Must indirect suppliers always be included in the risk analysis?
No, indirect suppliers are only included where there is justified cause (§ 5(2) LkSG). Such cause exists when there is actual evidence of human rights or environmental violations at indirect suppliers, or when the company becomes aware from other sources of elevated risks in certain procurement regions.
Which sources are permissible for the LkSG risk analysis?
The LkSG prescribes no specific sources. Sources that are permissible and established in practice include: the CSR Risk Check of the BMAS, the Corruption Perceptions Index of Transparency International, ILO country reports and sector-specific risk profiles (e.g. from sector sustainability initiatives). The sources used must be documented.

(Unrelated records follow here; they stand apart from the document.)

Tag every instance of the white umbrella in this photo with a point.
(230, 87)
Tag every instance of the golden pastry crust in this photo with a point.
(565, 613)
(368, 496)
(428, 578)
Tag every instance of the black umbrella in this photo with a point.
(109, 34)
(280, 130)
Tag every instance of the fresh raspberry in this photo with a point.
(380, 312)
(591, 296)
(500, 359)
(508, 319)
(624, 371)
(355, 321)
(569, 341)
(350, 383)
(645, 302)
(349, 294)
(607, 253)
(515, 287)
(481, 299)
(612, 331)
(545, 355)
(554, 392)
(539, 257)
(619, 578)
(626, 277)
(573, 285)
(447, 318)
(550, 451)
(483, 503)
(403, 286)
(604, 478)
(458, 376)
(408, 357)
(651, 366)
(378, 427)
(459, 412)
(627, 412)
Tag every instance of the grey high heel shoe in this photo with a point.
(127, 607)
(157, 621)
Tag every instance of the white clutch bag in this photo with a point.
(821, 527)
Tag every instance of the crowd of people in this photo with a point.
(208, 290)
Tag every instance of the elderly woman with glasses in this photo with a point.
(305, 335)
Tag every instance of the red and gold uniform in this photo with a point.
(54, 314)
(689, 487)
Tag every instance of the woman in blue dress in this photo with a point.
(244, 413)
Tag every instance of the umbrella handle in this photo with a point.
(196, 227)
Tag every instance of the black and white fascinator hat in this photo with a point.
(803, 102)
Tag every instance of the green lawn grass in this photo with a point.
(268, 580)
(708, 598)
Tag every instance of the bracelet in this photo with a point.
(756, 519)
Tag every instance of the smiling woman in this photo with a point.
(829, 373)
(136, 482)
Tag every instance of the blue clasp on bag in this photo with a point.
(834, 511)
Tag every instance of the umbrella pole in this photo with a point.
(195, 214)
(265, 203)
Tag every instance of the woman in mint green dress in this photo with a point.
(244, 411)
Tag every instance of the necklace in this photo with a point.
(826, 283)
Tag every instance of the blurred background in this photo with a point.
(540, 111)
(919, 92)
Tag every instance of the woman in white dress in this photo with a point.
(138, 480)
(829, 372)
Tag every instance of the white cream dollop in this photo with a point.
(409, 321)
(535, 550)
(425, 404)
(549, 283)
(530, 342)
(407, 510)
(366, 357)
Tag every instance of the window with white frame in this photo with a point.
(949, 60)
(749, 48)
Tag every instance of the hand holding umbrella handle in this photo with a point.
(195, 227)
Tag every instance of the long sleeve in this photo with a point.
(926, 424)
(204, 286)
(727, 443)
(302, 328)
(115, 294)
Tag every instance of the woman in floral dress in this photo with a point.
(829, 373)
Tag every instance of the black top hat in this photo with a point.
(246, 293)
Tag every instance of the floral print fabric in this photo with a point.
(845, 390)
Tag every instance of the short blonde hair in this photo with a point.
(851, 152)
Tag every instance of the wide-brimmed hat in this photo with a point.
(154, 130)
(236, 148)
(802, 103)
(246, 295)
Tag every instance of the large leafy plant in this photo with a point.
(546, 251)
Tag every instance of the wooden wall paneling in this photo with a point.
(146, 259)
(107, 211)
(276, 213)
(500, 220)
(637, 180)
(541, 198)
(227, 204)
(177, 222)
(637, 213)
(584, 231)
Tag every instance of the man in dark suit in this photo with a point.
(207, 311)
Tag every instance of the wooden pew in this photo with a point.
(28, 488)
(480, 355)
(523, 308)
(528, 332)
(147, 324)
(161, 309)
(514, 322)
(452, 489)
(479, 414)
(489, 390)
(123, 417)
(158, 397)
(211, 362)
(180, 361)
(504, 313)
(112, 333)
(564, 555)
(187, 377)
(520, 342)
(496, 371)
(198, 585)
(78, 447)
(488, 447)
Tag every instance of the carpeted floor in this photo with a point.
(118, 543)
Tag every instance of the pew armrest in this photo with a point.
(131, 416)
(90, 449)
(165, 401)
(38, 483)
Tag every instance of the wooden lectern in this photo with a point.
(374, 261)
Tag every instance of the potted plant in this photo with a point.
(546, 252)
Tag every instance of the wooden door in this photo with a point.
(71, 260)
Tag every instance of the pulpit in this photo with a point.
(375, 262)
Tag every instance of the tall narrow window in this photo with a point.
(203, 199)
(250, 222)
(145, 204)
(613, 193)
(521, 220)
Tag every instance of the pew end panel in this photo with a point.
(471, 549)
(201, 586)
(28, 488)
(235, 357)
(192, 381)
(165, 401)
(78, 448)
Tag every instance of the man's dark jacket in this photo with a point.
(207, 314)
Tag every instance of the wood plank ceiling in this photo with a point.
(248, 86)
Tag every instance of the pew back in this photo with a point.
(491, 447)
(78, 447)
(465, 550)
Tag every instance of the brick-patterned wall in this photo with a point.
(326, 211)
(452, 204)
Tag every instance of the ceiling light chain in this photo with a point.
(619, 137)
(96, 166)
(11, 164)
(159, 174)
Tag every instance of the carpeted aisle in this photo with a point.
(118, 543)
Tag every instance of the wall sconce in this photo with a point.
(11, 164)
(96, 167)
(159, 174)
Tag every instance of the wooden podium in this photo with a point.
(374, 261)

How detailed must the risk assessment be for each supplier?
The LkSG requires an appropriate level of depth, determined by risk level and sphere of influence (§ 3(2) LkSG). High-risk suppliers require more in-depth analyses with source evidence and direct supplier questionnaires. For low-risk suppliers, a plausible categorisation with a reference to the data basis suffices.
Must the risk analysis be approved by management?
The LkSG does not prescribe explicit approval by management, but § 4(3) LkSG requires the LkSG officer to report to management. In BAFA practice, management approval is regarded as evidence of the institutional embedding of the risk analysis and should therefore be documented.
Can the risk analysis be conducted by an external consultant?
Yes, the LkSG does not require internal conduct. Responsibility remains with the obligated company, even if external officers or consultants lead the methodology. The decisive requirement is that the results are accepted within the company, take responsibility from the officer, and are documented in the internal system.